Komunikasi yang buruk itu, kata dia, tercermin dengan adanya tindakan saling menyalahkan. Dalam hal penanganan Covid-19 sendiri, ia berpendapat permasalahan komunikasi pusat-daerah dikarenakan adanya benturan kepentingan.
"Kalau urusannya Covid-19 pandemi ya kita harus nurut sama epidemiologi. Nah mungkin ada benturan kepentingan. Entah itu kepentingan ekonomi sama epidemiologi dan segala macam. sehingga kadang ketika daerah sudah pakai pertimbangan epidemiologi, pusat pakai pertimbangan yang lain," ucap dia.
Pengamat Komunikasi Politik Emrus Sihombing menilai pemerintah perlu segera membenahi manajemen komunikasi. Bahkan, kata dia, jika perlu dibuat job description masing-masing.

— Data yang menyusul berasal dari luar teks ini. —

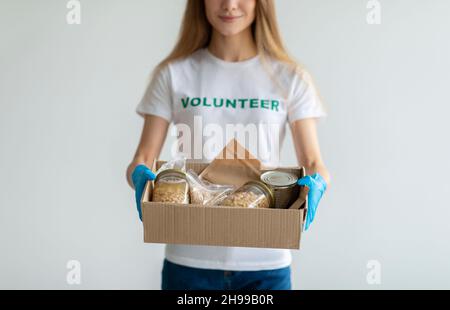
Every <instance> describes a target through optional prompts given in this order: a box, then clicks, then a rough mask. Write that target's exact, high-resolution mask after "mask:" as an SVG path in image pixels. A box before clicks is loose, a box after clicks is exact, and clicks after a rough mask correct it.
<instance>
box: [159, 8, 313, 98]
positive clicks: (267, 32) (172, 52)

"Komunikasi harus di-manage, job description. Yang mana merupakan otoritas pemerintah pusat tentang komunikasi, mana yang pemerintah daerah," ucap dia.
Ia lebih lanjut juga menyarankan agar pejabat publik di pusat maupun daerah belajar etika komunikasi, sehingga perdebatan kontraproduktif di publik bisa dikurangi.
"Bimbingan tekniklah, bimtek. Paling tidak bisa mengurangi," ucap dia.